Литмир - Электронная Библиотека
A
A

— Фу! Это глупо. Какой человек, сколотив состояние или построив империю, потом не захочет, чтобы его сын их не унаследовал? Но поскольку тебя держат при дворе Диоклетиана как заложника…

— Кто тебе это сказал?

— Максенций. А ты этого не знал?

— Ну… знал.

— Тебя удерживают подальше от отца, потому что боятся, что, когда Диоклетиан отречется или умрет, вы с отцом можете захватить власть над империей, особенно теперь, когда всем легионам известно, как ты спас Галерия в Персии.

Константин понял: то, что он слышит, должно быть, обычная тема для разговоров при дворе Максимиана; и поневоле почувствовал себя слегка виноватым — ведь так получалось, что он словно бы подслушивал. Но Фаусту это не беспокоило.

— Я бы тебе всего этого не рассказывала, если бы не собиралась за тебя замуж, — уверила она его. — Понимаешь, нам нужно заранее составлять свои планы, если ты хочешь быть цезарем, а потом и августом, а меня видеть своей августой.

— И что же это за планы? — поинтересовался он.
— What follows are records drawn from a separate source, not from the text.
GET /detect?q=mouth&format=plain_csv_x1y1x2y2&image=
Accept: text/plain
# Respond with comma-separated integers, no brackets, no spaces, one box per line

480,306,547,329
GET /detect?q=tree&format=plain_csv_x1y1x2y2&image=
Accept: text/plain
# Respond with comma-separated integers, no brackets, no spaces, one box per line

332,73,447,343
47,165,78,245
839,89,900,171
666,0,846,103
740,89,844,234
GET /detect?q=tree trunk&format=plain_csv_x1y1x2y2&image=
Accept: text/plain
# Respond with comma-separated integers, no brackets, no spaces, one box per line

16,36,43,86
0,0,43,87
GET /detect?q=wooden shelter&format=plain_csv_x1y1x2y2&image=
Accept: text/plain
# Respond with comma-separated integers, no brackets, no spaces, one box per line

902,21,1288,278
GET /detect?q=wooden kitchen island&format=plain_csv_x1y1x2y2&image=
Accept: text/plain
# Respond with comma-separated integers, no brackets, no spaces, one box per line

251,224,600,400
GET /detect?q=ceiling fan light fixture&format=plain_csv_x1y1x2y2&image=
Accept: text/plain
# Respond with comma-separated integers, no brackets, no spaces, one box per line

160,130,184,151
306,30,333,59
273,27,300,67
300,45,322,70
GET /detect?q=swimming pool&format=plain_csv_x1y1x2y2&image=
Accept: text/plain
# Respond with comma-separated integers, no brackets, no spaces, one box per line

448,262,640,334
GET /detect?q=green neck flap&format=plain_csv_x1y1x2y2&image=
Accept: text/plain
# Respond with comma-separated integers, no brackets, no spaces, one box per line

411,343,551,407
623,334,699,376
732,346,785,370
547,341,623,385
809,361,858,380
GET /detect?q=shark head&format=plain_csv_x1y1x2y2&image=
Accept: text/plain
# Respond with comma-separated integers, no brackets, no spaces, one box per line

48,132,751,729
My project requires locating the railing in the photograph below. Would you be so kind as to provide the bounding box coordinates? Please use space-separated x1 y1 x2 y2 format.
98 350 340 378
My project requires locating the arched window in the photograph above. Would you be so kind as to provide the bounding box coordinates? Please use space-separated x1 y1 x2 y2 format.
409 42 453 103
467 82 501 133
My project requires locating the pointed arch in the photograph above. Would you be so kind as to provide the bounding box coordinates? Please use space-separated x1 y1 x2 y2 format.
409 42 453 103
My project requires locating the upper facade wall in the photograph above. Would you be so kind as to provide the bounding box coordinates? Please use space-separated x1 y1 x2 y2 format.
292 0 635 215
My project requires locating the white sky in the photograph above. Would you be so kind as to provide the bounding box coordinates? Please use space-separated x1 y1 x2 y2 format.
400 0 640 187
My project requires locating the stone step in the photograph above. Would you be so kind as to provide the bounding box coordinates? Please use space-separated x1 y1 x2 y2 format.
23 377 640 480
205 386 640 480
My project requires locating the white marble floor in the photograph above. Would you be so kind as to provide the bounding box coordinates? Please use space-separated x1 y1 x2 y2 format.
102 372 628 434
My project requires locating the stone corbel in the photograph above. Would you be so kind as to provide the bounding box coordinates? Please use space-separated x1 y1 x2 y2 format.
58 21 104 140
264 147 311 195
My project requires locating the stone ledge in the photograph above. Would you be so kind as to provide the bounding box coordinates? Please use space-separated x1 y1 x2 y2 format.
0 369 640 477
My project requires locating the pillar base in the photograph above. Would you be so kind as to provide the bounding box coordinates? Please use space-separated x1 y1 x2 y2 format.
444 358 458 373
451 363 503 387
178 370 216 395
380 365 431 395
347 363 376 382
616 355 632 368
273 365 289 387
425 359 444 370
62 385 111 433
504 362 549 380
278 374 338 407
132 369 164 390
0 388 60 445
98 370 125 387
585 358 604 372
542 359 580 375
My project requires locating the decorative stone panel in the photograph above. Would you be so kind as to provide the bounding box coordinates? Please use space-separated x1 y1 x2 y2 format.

— Галерий тебя ненавидит, это ни для кого не тайна. — Сморщив нахмуренный лоб, она раздумывала над вопросом, и он заметил ее необычайную серьезность. — Наверное, он попытается тебя убрать после того, как Диоклетиан провозгласит его августом и отречется от трона, но твой отец очень силен и наверняка будет охранять свои собственные права на Западе. А теперь, когда ты знаешь, что может случиться, позаботься о самом себе. Вот так-то. — Лицо ее вдруг прояснилось. — Как только Диоклетиан отречется, ты должен бежать к своему отцу в Треверы. А там он может провозгласить тебя цезарем, и моей семье понадобится, чтобы я вышла за тебя — чтобы можно было привязать тебя к нам.

— Я начинаю думать, что это тебе следует быть августом.

— Да какой же мужчина признает, что женщина может править империей?

— Царица Зенобия правила. Она чуть не отхватила у нас восточную ее половину.

— А чем это кончилось? Провели напоказ по улицам Рима в цепях. Вот уж не хотела бы, чтобы кто-то видел меня в цепях, пусть даже в золотых.

— Ты бы ухитрилась, чтобы на тебе они выглядели знаком почета, — уверил он ее. — Если я не ошибаюсь, ты похожа на кошку, которая всегда умудряется падать на лапы.

— Женщинам не нравится, когда их называют кошками, — сказала она резко.

— Даже персидскими? В Персии водятся самые царственные кошки.

— В брачное путешествие мы отправимся в Персию. Вот тогда я и посмотрю, — решила Фауста, — Отец никуда меня не отпускает. Говорит, что я слишком молода для путешествий. Но ведь ты возьмешь меня с собой?

— Кому бы не захотелось, чтобы его подданные увидели такую прелестную императрицу? — сказал он и поспешил добавить: — Не то чтобы я когда-нибудь надеялся быть императором, нет.

— Вот ты и выдал себя! — возликовала она. — Разумеется, ты надеешься когда-нибудь стать императором Рима; я бы и не подумала влюбиться в тебя, если бы ты не был честолюбив. — Прежде чем он смог оправиться от этого поразительного заявления, она добавила: — А теперь мне пора, а то отец снова рассердится. Не забудь, что завтра ты идешь со мной в магазины.

— А ты не забудь, что у меня работа.

— Будешь освобожден, обещаю.

И его освободили — он понимал, что в известных пределах, — чтобы назавтра, после полудня, встретить ее портшез[47], как того требовала записка, доставленная ему в то утро рабом из императорского дворца. Фауста выглядела столь же прелестной и очаровательной в дневном свете, что и накануне вечером, и даже на характерно узких римских улицах люди уступали дорогу ее портшезу с эмблемой Максимиана-августа.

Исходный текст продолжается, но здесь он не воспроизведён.